1/41
Vocabulary flashcards summarising the main terms, algorithms and theoretical concepts introduced in the lecture on DIFFNORM and MDL-based pattern discovery.
Name | Mastery | Learn | Test | Matching | Spaced |
---|
No study sessions yet.
Minimum Description Length (MDL) principle
An information-theoretic framework that selects the model giving the shortest combined encoding of the model itself and the data encoded with that model.
Two-part MDL (crude MDL)
Variant of MDL that encodes model and data separately, minimising L(M) + L(D | M).
Refined MDL
MDL version that encodes model and data together; harder to compute but theoretically stronger.
Induction by Compression
The idea that the best explanation of data is the one that compresses it most.
Minimum Message Length (MML)
A model-selection principle closely related to MDL that also minimises total code length.
Transaction
A set of items (e.g., products bought together) treated as one observation.
Itemset
A subset of items; treated as a potential pattern in transaction data.
Support
The number of transactions in which an itemset appears.
Relative support (frequency)
Support divided by the total number of transactions.
Pattern set
A collection of itemsets used together to describe one or more databases.
Model S
The full collection of pattern sets, one for each user-specified subset of databases.
Coding set (Ci)
The union of all pattern sets relevant to database Di plus all single items; used to encode Di.
Cover function
A procedure that selects non-overlapping patterns from the coding set whose union equals a transaction.
GREEDYCOVER
Heuristic cover algorithm that picks patterns in Standard Cover Order (large, frequent, lexicographic).
Standard Cover Order
Sorting rule: descending by pattern length, then by support, then lexicographically.
Usage (usg)
The number of times a pattern is used in the covers of all transactions.
Prequential coding
Universal coding scheme that updates probabilities after every symbol, avoiding the need to encode usages explicitly.
Shannon entropy code length
Optimal prefix code length –log₂ Pr(X) used for encoding symbols.
Universal code LN
A code for non-negative integers used without knowing an upper bound; satisfies the Kraft inequality.
DIFFNORM
Algorithm that jointly discovers non-redundant pattern sets describing both common and database-specific structure.
Candidate pattern (X ∪ Y)
The union of two patterns X and Y considered for addition to the model because their individual codes co-occur.
∆L (gain)
Reduction in total encoded length obtained by adding a candidate pattern to the model.
Estimated gain (∆Ĺ)
Fast approximation of ∆L used to rank candidates before exact evaluation.
WEIGHTEDGREEDYCOVER
Procedure that greedily assigns a candidate to the subset(s) of databases where it yields the largest estimated gain.
PRUNE step
Phase that removes patterns whose usage dropped so much they no longer help compression.

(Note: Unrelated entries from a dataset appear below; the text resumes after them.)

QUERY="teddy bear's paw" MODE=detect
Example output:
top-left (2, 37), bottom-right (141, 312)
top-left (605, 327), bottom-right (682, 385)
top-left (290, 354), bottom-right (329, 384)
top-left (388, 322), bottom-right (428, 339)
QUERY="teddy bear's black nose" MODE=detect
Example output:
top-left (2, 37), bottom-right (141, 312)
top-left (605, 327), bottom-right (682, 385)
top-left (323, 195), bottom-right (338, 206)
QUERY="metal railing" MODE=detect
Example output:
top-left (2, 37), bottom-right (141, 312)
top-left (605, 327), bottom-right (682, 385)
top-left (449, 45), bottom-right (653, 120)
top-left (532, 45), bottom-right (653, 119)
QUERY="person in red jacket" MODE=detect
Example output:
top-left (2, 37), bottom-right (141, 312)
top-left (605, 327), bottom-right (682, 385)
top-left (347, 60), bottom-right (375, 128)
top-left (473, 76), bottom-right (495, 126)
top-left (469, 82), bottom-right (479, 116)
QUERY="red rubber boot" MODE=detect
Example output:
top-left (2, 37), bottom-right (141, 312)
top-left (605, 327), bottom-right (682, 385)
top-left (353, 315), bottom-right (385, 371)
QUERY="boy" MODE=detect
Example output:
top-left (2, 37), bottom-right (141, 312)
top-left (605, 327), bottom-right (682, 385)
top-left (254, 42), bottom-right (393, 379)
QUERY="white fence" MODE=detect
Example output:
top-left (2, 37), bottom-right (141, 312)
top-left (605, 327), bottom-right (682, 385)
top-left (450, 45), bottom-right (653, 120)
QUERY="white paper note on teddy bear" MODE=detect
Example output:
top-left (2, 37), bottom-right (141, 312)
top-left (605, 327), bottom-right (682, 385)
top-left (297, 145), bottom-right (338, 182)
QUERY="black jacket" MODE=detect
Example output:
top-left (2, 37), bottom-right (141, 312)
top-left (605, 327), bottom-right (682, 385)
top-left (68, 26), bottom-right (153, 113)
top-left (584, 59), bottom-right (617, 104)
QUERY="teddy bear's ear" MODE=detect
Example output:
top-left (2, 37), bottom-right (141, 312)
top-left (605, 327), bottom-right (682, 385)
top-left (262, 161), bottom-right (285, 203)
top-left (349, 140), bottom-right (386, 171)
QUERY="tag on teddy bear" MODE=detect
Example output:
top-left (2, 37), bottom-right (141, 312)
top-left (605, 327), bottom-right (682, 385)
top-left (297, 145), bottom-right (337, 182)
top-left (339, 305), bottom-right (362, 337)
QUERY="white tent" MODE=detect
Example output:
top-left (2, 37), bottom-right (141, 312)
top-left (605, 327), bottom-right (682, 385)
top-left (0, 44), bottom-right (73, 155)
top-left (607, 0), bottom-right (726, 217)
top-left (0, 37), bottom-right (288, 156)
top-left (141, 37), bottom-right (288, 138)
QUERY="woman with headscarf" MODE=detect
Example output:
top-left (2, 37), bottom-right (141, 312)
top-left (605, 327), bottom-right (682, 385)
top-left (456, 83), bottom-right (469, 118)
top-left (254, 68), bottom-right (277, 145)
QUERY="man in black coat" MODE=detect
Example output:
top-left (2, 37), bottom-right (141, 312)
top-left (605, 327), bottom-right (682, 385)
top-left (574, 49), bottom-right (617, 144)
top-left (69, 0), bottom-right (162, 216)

Redundancy penalty (in MDL)
Implicit discouragement of overlapping or unnecessary patterns because they increase description length.
KRIMP
Earlier MDL-based algorithm that mines a succinct code table for a single database.
SLIM algorithm
MDL-based method that refines a code table by iteratively merging patterns; operates on one database.
SLAM
Locally optimal variant of SLIM that evaluates all candidate merges but at higher cost.
Pattern explosion
Phenomenon where frequent-pattern mining returns an unmanageably large number of itemsets.
Frequent Pattern Mining
Task of finding all itemsets with support above a user-defined threshold.
Pattern set mining
Mining only a small, non-redundant collection of patterns that summarise the data.
Joint Subspace Boolean Matrix Factorization (JSBMF)
Method for separating common and dataset-specific binary patterns but requires user-specified pattern counts.
Bag of databases (D)
A collection of individual transaction databases treated jointly.
Index set (J)
The set {1,…,d} used to identify individual databases within D.
User interest set (U)
Chosen subsets of J for which separate pattern sets should be learned.
Gamma function (Γ)
Continuous extension of the factorial, used in the closed form of prequential code length.
Double factorial (!!)
Product of every second integer up to n; appears in prequential coding formulas.
Complexity of DIFFNORM
Worst-case O(|F|³·|D|) where |F| is the number of frequent patterns, but practical runtime is much lower due to pruning.
Parameter-free algorithm
An algorithm, such as DIFFNORM, that avoids user-defined settings like number of patterns or thresholds beyond minimal support.
Global pattern set (SΩ)
The pattern set associated with all databases, capturing norms common across them.
Local pattern set (Si)
Pattern set that is characteristic for a specific database Di or subset thereof.